En la matière, la précision est en effet gage de prévention, et ce tant au bénéfice du magistrat, que du justiciable. Elle garantit, par ailleurs, la qualité de l’institution judiciaire.
Nous avons particulièrement insisté sur la nécessité de préciser la portée de certaines règles comme celles issues de l’article 10 de l’ordonnance statutaire selon laquelle est interdite au corps judiciaire « toute démonstration de nature politique incompatible avec la réserve que leur imposent leurs fonctions » ou selon laquelle « est également interdite toute action concertée de nature à arrêter ou entraver le fonctionnement des juridictions ». Certaines notions tel que le manquement au devoir de délicatesse ou la conscience professionnelle mériteraient aussi d’être précisées.
Nous avons enfin attiré l’attention des membres du Conseil Supérieur de la Magistrature sur des problématiques émergentes en lien avec l’utilisation des réseaux sociaux ou encore l’instrumentalisation des media pour jeter l’opprobre sur des magistrats désignés nommément.
De même, des clarifications seraient bienvenues pour garantir l’indépendance et l’impartialité des magistrats notamment ceux passant de postes « politiques » au gouvernement et revenant en juridictions.
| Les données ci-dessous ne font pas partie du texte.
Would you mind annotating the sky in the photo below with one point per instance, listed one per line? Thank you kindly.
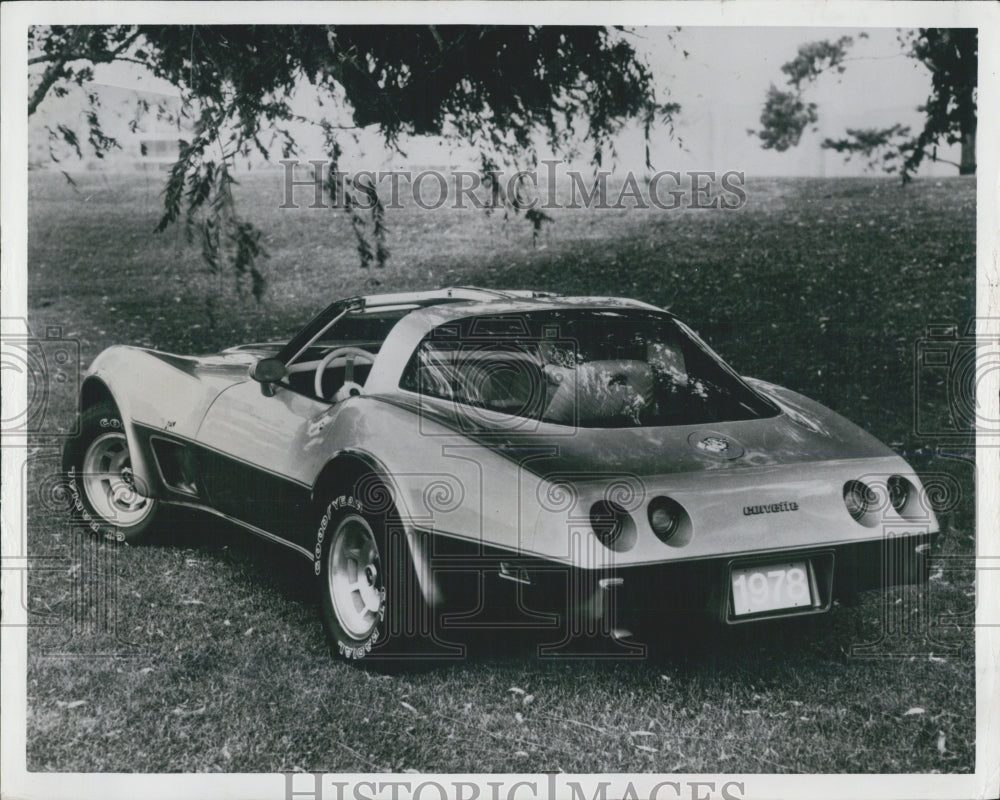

A cet égard, la Charte de déontologie des magistrats administratifs a élaboré d’intéressantes « recommandations »[2].
Unité Magistrats continuera à collaborer activement à l’élaboration de la charte de la déontologie et sera entendu par le collège de déontologie des magistrats judiciaires le 25 juin prochain.
[1] Arrêt GISTI, Conseil d'État, Section, 12/06/2020, 418142
[2] Notamment la recommandation n°1-2012 du 4 juin 2012 relative aux magistrats retrouvant une affectation en juridiction après avoir fait partie d’un cabinet ministériel.